Detection of the "midband" lipoprotein in patients with coronary artery spasm.

Abstract

Dyslipidemia in patients with coronary vasospasm has been characterized by a low level of high-density lipoprotein (HDL) cholesterol without elevation of low-density lipoprotein (LDL) cholesterol, distinct from patients with organic coronary artery disease. Disordered triglyceride-rich lipoprotein metabolism may be linked to the genesis of coronary artery spasm.
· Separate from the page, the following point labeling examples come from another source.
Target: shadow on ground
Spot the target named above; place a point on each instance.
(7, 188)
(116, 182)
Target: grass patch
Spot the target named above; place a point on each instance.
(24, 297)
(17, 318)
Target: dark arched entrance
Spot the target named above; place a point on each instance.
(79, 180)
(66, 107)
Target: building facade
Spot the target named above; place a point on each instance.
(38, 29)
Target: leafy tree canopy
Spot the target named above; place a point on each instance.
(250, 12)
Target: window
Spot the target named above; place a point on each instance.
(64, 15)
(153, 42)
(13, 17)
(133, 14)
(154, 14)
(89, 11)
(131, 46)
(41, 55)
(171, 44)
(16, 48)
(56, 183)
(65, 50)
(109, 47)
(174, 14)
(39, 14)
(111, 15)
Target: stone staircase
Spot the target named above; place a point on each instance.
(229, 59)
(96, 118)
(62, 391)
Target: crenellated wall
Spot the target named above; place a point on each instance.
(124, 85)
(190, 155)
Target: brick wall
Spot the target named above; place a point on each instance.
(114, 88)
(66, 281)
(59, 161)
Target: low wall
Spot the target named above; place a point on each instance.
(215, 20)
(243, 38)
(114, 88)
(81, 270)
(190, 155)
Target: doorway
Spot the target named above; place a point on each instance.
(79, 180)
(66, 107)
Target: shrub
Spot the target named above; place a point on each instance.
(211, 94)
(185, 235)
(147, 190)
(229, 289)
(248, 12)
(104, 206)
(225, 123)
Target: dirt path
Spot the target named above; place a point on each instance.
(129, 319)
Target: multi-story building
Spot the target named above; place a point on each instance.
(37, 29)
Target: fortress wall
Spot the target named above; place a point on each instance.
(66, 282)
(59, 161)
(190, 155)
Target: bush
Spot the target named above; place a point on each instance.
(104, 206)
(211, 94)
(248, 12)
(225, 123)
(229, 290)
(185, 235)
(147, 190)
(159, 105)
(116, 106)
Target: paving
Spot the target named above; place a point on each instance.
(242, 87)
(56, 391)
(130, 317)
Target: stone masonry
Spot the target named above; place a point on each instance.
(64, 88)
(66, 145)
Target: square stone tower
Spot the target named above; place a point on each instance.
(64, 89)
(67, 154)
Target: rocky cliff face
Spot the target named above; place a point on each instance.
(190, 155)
The incidence of the "midband" lipoprotein observed between very low-density lipoprotein (VLDL) and LDL bands in the polyacrylamide disc gel electrophoretic analysis was determined in 48 patients with coronary spastic angina (CSA), in 50 patients with stable effort angina and a significant fixed coronary stenosis (SEA), and in 40 control subjects without coronary artery disease (Control). The incidence was significantly (p<0.05) higher in CSA (71%) than in SEA (50%) and Control (25%). Smoking was significantly (p < 0.05) more prevalent in CSA (77%) than in SEA (50%) and Control (50%). In SEA, serum levels of triglyceride and apoproteins C-II, C-III, and E were all significantly higher, and the serum level of HDL cholesterol was significantly lower in the midband-positive than in the midband-negative subgroup. In CSA, no significant differences were found in these serum levels between the midband-positive and -negative subgroups, except for a significantly (p < 0.05) lower level of HDL cholesterol in the former. However, a significantly (p < 0.05) higher incidence of diabetes mellitus or impaired glucose tolerance was noted in the midband-positive (41%) than in the midband-negative subgroup (7%) in CSA. The incidence of the detected midband lipoprotein was significantly decreased in the blood samples obtained from 20 of CSA after a > 6-month angina-free period (70-->25%, p < 0.05). The midband lipoprotein was frequently detected in patients with coronary vasospasm, suggesting that dyslipidemia with disordered triglyceride-rich lipoprotein metabolism may be linked to the genesis of coronary artery spasm.